9 Surprising and Dirty Secrets About Long-Term Care, Medicaid, and Your Retirement

7. Many Consider it Unethical to Manipulate Finances to Qualify for Medicaid

There is significant debate about whether or not it is ethical to manipulate your own finances to qualify for Medicaid sooner rather than later.

  • Those against it say that manipulating finances in order to qualify for Medicaid is akin to fraud.
  • Those in favor say that it is no different from manipulating tax codes to minimize payments to the government.

K. Gabriel Heiser is a lawyer and author of ebooks that outline Medicaid planning strategies. He is quoted in the New York Times saying that “he’s heard from colleagues over the years who wanted no part of this work. This confused him, he said in an interview this week, given that many of them handled estate planning for wealthier clients. There, they helped people avoid paying millions to the government, whereas Mr. Heiser’s work merely helps clients get the government to pay a few hundred thousand for care on their behalf.”

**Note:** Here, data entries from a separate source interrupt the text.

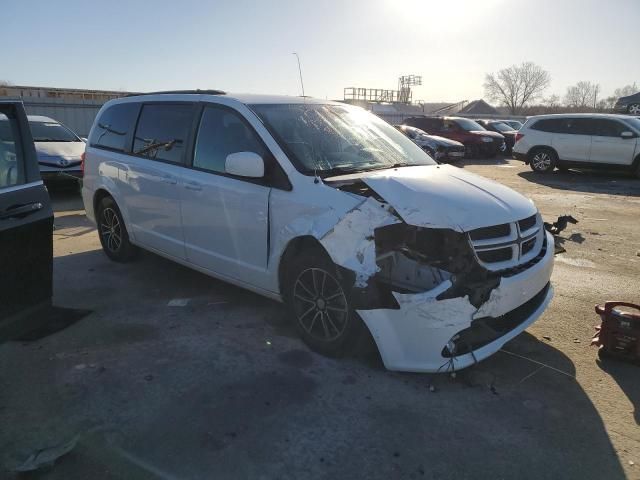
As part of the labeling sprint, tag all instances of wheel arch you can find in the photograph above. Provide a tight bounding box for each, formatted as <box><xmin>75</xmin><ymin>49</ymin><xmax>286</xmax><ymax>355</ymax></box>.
<box><xmin>526</xmin><ymin>145</ymin><xmax>559</xmax><ymax>164</ymax></box>
<box><xmin>93</xmin><ymin>188</ymin><xmax>114</xmax><ymax>219</ymax></box>
<box><xmin>277</xmin><ymin>235</ymin><xmax>331</xmax><ymax>296</ymax></box>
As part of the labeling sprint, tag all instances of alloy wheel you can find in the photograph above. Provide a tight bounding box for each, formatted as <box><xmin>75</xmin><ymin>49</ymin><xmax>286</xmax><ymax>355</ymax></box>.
<box><xmin>629</xmin><ymin>104</ymin><xmax>640</xmax><ymax>115</ymax></box>
<box><xmin>100</xmin><ymin>207</ymin><xmax>122</xmax><ymax>252</ymax></box>
<box><xmin>532</xmin><ymin>152</ymin><xmax>552</xmax><ymax>171</ymax></box>
<box><xmin>292</xmin><ymin>267</ymin><xmax>348</xmax><ymax>342</ymax></box>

8. It Can Be Difficult to Financially Qualify for Many Long-Term Care Facilities – With or Without Medicaid

Not everyone knows that you must pass a financial assessment to be admitted into many long-term care facilities.

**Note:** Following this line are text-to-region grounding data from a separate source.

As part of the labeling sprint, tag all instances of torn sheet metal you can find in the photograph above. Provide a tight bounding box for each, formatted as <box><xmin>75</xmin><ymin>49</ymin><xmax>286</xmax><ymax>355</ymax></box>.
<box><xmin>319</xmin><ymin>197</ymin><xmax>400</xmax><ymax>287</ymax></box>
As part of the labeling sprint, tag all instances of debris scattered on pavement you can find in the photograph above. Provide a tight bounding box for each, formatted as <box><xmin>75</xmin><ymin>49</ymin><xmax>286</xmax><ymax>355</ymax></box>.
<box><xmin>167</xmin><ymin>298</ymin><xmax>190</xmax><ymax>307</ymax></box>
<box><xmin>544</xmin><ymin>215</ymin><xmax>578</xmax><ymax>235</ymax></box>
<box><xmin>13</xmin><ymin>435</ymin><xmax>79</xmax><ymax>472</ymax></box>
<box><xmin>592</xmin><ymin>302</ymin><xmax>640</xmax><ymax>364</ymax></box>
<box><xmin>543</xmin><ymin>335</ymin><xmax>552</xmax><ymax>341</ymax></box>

These homes want and need to know that you have the financial resources to pay for their services now and well into the future.

And, many homes do not accept Medicaid at all – the funding from Medicaid does not nearly cover their costs.

9. If You Use Medicaid, Officials May Tap Your Estate After Your Death

Another big secret about Medicaid is that if you received Medicaid, state officials can go after your estate after your death for repayment of services.